Frédéric Janssoone (19 novembre 1838 - 4 août 1916) est né à Ghyvelde, dans le nord de la France, tout près de la frontière belge, dans un foyer très religieux.
Prêtre franciscain, il est notamment supérieur à Bordeaux, puis vicaire custodial en Terre sainte.
Il est reconnu bienheureux catholique, célébré le 5 août au Canada et le 4 août ailleurs.
À l'âge de 10 ans, il perd son père.
En 1852, il commence ses Humanités (études secondaires) au collège d'Hazebrouck, tandis que son frère Pierre commence sa philosophie au Grand Séminaire de Cambrai.
En 1856, il devient commis-voyageur dans le textile à Estaires ayant du interrompre ses études pour aider sa mère. Cette dernière meurt alors qu'il n'avait que 23 ans, Il décide toutefois de terminer ses études.

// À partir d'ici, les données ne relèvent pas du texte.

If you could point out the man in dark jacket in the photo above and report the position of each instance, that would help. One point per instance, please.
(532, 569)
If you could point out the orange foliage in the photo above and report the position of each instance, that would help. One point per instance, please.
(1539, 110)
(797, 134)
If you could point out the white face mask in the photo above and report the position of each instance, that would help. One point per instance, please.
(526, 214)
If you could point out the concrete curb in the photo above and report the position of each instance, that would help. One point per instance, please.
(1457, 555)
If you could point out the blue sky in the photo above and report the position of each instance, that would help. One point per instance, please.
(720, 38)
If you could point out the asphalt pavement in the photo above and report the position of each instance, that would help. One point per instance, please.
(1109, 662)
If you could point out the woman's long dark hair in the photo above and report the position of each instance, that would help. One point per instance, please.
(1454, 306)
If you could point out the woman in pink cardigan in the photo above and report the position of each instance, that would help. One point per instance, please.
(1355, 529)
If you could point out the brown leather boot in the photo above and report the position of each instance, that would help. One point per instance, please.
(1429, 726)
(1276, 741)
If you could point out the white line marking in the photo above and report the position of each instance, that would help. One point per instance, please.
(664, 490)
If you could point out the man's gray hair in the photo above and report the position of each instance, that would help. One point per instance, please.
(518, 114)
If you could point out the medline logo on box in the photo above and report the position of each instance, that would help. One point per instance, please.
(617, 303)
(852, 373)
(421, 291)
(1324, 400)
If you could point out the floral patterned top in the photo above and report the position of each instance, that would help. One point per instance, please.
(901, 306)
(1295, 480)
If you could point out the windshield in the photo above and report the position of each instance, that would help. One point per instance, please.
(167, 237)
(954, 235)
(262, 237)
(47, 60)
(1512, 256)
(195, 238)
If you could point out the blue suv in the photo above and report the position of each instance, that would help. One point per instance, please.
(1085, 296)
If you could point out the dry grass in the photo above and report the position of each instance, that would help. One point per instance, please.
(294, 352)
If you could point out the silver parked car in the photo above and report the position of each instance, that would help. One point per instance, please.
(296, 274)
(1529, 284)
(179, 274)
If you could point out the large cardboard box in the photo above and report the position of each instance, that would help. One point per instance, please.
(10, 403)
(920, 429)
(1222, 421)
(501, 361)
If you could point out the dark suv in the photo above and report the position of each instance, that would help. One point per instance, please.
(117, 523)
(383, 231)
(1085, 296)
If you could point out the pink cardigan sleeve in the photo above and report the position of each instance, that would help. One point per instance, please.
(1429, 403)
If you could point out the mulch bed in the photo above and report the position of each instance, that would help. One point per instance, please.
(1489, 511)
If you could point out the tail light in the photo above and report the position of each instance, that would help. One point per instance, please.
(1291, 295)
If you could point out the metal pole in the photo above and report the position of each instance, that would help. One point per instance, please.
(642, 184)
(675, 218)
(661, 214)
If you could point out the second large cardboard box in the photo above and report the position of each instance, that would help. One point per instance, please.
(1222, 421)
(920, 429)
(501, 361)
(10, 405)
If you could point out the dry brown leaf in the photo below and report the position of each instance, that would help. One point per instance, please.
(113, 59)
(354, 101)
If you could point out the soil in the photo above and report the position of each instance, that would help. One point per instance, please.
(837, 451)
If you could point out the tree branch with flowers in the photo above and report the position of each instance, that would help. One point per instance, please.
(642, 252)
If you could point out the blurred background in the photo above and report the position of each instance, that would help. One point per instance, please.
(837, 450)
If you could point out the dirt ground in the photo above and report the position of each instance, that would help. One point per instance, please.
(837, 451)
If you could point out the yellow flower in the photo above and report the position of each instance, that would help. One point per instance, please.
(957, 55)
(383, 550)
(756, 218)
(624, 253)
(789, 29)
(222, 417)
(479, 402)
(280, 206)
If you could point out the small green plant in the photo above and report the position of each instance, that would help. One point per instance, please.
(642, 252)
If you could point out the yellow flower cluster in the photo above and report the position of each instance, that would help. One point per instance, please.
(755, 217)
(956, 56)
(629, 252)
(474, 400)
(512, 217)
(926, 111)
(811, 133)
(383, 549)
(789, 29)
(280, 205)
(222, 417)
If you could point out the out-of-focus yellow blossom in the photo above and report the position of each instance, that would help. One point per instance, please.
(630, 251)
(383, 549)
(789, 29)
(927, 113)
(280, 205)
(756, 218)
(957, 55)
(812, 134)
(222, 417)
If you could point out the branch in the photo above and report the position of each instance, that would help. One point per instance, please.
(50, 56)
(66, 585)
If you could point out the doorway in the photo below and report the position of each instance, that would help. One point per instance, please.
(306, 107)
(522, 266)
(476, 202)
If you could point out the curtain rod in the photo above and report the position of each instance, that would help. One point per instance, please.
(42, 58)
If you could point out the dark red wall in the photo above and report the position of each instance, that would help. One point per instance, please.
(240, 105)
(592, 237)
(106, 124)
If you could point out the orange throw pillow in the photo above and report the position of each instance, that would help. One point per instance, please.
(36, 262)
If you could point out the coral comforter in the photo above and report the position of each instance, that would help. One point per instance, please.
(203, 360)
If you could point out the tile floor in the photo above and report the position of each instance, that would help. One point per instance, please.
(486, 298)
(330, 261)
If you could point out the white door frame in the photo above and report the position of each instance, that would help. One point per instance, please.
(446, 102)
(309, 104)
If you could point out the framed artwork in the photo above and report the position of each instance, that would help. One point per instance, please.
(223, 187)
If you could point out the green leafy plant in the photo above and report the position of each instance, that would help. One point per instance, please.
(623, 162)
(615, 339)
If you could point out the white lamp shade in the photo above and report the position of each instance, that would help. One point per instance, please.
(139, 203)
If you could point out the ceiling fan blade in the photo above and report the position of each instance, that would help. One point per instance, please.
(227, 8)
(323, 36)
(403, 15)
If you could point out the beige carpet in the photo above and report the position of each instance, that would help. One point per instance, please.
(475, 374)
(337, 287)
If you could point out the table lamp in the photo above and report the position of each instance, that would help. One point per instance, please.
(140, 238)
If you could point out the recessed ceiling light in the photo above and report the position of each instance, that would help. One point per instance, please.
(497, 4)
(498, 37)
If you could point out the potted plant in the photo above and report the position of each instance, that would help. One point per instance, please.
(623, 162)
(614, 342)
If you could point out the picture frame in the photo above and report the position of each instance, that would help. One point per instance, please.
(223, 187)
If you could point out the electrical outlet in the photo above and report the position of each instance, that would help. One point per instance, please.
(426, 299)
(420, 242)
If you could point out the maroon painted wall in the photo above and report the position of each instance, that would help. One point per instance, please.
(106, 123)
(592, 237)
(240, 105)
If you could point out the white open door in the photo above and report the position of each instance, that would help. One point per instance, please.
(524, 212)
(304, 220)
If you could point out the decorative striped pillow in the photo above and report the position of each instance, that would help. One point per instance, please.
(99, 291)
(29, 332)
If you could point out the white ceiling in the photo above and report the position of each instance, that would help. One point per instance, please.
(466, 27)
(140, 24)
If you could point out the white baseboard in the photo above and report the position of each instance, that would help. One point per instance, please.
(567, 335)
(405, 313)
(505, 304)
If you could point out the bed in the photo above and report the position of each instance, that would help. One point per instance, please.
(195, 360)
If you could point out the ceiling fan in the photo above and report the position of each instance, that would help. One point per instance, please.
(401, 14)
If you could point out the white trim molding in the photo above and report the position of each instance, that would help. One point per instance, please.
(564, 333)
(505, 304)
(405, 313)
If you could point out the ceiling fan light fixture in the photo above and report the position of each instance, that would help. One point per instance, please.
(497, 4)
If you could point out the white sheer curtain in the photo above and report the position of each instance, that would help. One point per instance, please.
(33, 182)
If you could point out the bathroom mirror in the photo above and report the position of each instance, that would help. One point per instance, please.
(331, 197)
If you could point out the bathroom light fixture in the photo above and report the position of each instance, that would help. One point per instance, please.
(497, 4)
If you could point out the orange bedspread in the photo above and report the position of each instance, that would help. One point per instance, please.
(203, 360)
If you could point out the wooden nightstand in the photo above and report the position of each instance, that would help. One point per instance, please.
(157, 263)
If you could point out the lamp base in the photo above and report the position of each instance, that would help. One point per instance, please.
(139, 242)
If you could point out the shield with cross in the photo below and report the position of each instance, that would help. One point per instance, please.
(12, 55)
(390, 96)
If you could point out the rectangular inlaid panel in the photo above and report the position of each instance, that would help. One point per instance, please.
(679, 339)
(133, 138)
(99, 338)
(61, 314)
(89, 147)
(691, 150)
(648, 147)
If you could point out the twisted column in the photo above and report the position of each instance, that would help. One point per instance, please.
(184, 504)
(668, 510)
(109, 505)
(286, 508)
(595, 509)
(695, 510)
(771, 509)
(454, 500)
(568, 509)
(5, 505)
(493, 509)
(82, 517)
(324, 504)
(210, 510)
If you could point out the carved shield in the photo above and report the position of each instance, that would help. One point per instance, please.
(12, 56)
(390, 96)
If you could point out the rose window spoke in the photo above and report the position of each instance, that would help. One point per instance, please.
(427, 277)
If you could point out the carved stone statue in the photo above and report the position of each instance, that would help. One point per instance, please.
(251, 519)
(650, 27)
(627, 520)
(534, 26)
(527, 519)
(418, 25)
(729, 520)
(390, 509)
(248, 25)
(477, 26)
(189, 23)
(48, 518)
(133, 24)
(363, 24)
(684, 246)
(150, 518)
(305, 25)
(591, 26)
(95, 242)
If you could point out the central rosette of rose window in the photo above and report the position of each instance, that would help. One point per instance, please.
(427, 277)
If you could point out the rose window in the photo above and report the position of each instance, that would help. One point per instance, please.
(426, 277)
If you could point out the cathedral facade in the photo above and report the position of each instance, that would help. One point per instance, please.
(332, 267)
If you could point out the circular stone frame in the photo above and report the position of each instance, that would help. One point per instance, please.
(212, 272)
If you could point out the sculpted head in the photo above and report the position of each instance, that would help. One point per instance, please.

Il entre en juin 1864 chez les Franciscains Observants d'Amiens qu'il a connus par le Tiers-Ordre, et sera ordonné prêtre le 17 août 1870. Il exerce alors différents ministères : aumônier militaire (quelques mois), sous-maître des novices au couvent de Branday (à 8 km de Castillon), supérieur à Bordeaux, maison qu'il avait fondée avec deux autres confrères en 1871.
Peu de temps après, il s'installe en Terre sainte où il occupe le poste de vicaire custodial de 1878 à 1888.
En 1881-1882, Frédéric Janssoone fait un séjour au Canada, invité par l'abbé Provancher, curé de Cap-Rouge près de Québec, mais son intervention ne plût pas tellement à l'évêque, Mgr Taschereau. C'est donc plutôt à Trois-Rivières, qu'il décida, avec l'aide de l'abbé Luc Désilets, d'établir, en 1888, le Commissariat de Terre Sainte.
Le 13 juin 1888, il s'installe au Québec, dans la paroisse de Notre-Dame du Cap, à Trois-Rivières, où il a œuvré, jusqu'à l'arrivée des Oblats de Marie Immaculée en 1902, et où il est mort, d'un cancer à l'estomac le 4 août 1916. Ses actions sont nombreuses :
au sanctuaire de la Réparation à Pointe-aux-Trembles à Montréal,
chez les Franciscaines Missionnaires de Marie à Québec et dans toute la province.
Articles pour les Annales du Très Saint Rosaire et la Revue eucharistique, mariale et antonienne qu'il avait fondées en 1892 et de nombreuses revues populaires de piété.
Livres d'édification comme La vie de Notre-Seigneur et la Vie de Saint François.
Gestion, direction et financement du Commissariat de Terre Sainte.
Soutien et implication directe dans le développement des pèlerinages au sanctuaire de Notre-Dame-du-Cap.
« Le père Frédéric représente bien cette spiritualité de la renaissance catholique du milieu du XIXe siècle fondée sur les confréries, sur la prédication visant la conversion et sur la fidélité aux obligations de la religion. »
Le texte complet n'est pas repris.